Brennholz richtig lagern

  • Wie lange muss Holz trocken?

    Bevor das Holz als Brennstoff dienen kann, sollte es für etwa zwei Jahre gelagert werden. Beim Kauf von Scheitholz sollte der aktuelle Feuchtegrad des Holzes – zum Beispiel durch den Händler – bestimmt werden. Dieser kann die restliche Lagedauer abschätzen.

    Der richtige Lagerplatz

    Das Holz sollte an einem trockenen Platz gelagert werden. Wichtig ist dabei auch, dass das Holz während der Aufbewahrung nicht direkt auf dem Boden aufliegt und der Lagerort gut durchlüftet ist. Das kann beispielsweise erreicht werden, indem das Holz nicht zu dicht gestapelt wird.
    Auch Holzpellets und Holzbriketts müssen so gelagert werden, dass sie vor Feuchtigkeit geschützt sind.
    Holzhackschnitzel, die allerdings nur in zentralen Heizkesseln eingesetzt werden, müssen abgedeckt gelagert werden. Um Schimmel vorzubeugen, sollte die Abdeckung die Holzhackschnitzel nicht rundherum luftdicht abschließen.

  • Zu trockenes Holz meiden

    Wird Holz technisch getrocknet, ist das Material häufig zu trocken. Das beschleunigt die Verbrennung und führt zu erhöhten Emissionen. Dieses Holz sollte daher vor der Verbrennung abgedeckt im Freien gelagert werden.

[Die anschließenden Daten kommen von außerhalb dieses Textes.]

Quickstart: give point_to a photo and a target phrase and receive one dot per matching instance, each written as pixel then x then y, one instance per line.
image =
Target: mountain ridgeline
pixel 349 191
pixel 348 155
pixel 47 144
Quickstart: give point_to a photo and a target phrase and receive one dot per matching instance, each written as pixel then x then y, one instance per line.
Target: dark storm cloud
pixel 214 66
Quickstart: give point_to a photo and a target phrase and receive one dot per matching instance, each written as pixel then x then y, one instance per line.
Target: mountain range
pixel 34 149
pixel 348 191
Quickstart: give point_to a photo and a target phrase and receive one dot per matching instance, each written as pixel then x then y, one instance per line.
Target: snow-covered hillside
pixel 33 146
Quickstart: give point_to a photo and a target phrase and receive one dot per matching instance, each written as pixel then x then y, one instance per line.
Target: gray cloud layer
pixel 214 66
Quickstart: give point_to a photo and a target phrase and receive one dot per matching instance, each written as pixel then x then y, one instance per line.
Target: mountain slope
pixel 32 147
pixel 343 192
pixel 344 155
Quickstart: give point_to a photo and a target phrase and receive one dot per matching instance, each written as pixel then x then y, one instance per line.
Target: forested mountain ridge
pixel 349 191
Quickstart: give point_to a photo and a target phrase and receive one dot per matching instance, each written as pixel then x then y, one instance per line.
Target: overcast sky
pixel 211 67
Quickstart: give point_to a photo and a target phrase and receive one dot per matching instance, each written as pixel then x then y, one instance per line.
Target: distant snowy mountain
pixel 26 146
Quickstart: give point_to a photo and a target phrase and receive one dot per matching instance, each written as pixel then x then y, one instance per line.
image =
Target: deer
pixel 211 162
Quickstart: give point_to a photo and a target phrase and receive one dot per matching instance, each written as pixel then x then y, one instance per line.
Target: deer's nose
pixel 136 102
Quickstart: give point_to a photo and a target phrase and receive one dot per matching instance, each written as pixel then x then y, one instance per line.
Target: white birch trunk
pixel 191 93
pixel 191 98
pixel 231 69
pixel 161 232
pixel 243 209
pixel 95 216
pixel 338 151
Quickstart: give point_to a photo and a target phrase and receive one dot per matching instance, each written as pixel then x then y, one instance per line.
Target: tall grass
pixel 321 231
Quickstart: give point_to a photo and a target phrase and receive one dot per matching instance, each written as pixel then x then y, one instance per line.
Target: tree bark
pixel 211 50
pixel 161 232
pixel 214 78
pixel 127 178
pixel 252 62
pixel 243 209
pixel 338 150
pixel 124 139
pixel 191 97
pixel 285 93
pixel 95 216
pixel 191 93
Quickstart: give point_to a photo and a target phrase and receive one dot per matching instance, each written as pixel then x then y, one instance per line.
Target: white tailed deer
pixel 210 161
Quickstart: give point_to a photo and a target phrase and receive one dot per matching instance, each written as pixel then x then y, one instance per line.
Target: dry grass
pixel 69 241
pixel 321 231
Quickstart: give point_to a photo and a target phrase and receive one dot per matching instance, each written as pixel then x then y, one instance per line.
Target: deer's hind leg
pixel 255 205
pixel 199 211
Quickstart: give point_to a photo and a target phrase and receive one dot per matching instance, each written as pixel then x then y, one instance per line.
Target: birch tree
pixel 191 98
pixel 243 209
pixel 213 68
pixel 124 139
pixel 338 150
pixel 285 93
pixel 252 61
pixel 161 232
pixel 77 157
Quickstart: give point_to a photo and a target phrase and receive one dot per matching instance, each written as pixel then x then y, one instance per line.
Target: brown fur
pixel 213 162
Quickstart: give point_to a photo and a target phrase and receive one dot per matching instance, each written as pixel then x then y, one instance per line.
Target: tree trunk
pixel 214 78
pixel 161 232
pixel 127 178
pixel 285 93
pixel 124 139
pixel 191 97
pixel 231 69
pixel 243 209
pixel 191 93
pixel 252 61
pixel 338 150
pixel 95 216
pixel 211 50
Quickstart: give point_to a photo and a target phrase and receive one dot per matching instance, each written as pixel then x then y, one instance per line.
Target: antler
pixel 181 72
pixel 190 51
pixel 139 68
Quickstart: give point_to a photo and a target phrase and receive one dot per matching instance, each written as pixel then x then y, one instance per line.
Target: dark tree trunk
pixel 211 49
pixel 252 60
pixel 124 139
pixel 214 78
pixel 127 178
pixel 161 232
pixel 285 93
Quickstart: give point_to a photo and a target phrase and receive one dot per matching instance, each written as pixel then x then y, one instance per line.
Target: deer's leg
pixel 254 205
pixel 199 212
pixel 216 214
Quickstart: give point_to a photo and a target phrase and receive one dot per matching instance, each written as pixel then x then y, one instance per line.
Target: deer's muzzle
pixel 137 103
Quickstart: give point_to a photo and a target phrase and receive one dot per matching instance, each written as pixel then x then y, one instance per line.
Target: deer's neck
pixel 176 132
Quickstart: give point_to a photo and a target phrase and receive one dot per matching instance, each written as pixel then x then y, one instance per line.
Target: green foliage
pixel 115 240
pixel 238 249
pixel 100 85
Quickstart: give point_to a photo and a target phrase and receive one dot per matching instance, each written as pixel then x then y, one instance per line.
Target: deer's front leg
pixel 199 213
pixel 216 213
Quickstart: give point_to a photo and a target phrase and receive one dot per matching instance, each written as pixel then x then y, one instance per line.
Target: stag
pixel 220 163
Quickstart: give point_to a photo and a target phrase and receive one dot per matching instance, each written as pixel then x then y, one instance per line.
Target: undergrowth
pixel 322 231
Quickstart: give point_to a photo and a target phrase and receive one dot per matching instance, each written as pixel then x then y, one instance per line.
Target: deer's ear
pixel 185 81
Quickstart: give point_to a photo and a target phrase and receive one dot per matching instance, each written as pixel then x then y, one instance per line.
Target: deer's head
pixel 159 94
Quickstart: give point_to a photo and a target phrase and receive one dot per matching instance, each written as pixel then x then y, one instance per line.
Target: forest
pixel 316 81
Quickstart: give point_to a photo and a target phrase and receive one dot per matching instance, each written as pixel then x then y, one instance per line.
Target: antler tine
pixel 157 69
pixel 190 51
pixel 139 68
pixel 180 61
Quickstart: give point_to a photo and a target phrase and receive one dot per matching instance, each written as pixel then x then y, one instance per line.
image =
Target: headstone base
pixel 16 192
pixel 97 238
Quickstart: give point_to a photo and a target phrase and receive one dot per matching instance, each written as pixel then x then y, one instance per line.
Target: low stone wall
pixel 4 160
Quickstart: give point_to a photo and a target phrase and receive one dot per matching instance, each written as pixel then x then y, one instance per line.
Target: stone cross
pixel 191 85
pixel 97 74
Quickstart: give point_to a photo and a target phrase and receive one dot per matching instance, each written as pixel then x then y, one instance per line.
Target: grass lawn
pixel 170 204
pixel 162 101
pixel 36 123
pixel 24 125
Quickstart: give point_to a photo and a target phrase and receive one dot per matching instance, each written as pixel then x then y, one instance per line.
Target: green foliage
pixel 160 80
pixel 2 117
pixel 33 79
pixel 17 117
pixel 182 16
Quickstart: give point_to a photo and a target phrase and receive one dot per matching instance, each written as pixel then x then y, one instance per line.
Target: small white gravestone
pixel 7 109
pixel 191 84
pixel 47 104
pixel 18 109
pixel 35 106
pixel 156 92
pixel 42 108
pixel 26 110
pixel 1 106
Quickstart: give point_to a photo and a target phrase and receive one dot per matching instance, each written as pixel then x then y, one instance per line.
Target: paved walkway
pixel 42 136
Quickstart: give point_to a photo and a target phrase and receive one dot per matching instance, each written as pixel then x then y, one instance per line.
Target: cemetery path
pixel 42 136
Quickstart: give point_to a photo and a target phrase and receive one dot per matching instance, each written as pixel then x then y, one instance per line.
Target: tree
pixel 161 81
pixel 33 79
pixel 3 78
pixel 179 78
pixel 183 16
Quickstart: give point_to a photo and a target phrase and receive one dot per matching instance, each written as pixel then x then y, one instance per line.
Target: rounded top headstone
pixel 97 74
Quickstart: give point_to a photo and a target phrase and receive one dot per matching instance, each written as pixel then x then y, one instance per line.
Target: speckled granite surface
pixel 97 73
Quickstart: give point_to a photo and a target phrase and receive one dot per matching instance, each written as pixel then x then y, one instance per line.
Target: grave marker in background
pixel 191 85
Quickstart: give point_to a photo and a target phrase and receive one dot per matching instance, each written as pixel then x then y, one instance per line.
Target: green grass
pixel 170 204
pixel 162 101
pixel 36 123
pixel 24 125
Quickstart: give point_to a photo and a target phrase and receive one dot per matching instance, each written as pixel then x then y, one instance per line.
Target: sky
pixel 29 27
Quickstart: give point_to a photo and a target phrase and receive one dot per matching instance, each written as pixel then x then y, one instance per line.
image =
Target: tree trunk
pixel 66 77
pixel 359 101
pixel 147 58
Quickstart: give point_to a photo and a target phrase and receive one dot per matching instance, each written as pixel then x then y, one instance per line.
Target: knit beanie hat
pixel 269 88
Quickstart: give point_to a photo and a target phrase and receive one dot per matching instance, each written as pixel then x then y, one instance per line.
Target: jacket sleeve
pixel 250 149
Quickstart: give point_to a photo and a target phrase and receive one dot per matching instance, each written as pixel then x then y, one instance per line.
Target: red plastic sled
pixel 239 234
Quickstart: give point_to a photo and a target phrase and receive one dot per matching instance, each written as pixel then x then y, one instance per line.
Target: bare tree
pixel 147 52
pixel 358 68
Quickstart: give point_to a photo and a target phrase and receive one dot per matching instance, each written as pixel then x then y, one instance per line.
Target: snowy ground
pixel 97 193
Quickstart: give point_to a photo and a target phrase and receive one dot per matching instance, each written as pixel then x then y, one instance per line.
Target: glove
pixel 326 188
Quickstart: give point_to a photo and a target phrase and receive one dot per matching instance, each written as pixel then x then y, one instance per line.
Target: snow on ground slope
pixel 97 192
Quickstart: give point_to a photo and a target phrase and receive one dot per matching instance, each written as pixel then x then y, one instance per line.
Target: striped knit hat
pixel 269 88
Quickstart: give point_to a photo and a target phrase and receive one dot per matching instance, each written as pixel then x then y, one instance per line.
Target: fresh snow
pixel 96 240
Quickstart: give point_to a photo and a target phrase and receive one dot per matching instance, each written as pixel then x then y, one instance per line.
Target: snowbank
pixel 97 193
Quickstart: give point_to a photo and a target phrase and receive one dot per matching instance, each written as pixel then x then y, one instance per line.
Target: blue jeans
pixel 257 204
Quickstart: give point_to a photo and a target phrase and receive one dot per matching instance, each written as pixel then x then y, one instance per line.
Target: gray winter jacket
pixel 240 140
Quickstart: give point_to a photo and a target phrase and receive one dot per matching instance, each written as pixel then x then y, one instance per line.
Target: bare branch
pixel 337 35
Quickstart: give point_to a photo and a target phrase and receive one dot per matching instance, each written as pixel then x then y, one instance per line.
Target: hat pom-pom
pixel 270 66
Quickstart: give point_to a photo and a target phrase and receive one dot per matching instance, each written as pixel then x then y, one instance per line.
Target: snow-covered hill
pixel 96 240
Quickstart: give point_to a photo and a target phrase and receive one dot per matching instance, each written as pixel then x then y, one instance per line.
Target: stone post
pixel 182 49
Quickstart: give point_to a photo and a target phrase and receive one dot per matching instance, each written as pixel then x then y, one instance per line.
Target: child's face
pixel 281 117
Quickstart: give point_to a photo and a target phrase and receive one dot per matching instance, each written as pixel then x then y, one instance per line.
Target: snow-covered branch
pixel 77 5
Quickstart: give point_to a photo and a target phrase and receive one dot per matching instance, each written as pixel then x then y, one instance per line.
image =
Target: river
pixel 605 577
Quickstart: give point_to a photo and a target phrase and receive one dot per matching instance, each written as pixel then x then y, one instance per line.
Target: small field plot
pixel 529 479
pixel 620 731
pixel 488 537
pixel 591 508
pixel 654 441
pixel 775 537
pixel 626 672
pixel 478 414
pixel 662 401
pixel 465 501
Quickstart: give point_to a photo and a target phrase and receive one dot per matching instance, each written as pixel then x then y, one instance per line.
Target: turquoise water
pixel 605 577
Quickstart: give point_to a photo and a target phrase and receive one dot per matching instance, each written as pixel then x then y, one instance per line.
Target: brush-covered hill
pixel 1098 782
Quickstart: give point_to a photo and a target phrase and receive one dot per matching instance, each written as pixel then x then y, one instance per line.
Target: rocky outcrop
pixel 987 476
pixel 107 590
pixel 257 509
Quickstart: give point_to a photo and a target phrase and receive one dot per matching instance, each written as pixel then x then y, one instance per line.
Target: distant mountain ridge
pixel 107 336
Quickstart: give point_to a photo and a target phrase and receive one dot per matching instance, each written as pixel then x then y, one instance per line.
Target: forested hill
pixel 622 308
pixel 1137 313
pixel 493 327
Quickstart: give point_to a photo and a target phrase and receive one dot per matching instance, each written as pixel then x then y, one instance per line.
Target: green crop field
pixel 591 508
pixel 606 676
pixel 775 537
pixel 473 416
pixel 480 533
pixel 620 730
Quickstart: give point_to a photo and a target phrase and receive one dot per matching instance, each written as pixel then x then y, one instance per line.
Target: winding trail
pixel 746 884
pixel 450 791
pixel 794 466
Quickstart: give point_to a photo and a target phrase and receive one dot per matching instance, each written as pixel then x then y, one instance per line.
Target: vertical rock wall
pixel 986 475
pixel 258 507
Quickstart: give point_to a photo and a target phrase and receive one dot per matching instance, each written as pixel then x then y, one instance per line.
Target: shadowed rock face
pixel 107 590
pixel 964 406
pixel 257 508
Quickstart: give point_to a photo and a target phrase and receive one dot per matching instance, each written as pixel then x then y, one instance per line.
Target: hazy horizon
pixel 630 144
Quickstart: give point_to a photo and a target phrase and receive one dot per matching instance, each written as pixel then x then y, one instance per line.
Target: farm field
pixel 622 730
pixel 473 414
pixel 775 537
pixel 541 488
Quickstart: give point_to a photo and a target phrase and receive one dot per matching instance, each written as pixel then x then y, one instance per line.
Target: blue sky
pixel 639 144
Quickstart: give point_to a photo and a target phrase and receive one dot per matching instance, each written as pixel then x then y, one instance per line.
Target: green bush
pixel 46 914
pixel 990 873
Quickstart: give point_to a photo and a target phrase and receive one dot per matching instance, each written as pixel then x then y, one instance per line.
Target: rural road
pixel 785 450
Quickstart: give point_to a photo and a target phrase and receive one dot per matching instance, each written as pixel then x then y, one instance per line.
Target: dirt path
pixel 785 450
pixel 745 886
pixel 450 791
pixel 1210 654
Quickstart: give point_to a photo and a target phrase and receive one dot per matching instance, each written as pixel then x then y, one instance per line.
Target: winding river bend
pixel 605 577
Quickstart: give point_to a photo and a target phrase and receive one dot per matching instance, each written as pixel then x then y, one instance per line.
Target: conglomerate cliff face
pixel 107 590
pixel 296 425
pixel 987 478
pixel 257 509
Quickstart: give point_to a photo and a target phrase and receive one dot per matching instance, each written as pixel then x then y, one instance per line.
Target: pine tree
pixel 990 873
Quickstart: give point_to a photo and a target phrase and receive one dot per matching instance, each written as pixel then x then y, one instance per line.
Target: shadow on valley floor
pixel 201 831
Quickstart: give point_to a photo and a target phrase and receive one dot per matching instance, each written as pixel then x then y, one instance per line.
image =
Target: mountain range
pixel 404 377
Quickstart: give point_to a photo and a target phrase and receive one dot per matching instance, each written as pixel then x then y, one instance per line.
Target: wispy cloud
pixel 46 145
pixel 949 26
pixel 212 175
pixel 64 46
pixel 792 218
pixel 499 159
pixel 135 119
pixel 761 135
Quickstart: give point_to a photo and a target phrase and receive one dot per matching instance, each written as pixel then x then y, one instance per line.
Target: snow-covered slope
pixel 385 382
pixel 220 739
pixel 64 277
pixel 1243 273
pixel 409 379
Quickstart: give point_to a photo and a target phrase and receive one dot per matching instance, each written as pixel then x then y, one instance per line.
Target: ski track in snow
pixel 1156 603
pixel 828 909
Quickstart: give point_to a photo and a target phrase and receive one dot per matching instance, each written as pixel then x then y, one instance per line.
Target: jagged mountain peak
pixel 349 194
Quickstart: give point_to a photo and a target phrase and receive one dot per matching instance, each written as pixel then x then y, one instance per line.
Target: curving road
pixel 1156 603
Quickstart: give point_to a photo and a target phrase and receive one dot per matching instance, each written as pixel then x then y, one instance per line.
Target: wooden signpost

    Feuchtes Holz erkennen

    Im Handel gibt es kostengünstige Geräte, die den Feuchtegehalt im Holz bestimmen können. Dabei messen Elektroden den Widerstand im Stromfluss (Restwassergehalt). Alternativ kann auch eine Messung durch die Schornsteinfegerin beziehungsweise den Schornsteinfeger erfolgen.
    Hinweis: Bei der regelmäßig verpflichtend stattfindenden Feuerstättenschau durch den bevollmächtigten Bezirksschornsteinfeger wird auch das Brennstofflager überprüft. Der Feuchtegehalt des Brennstoffs darf – nach 1. BImSchV – 25 Prozent nicht übersteigen.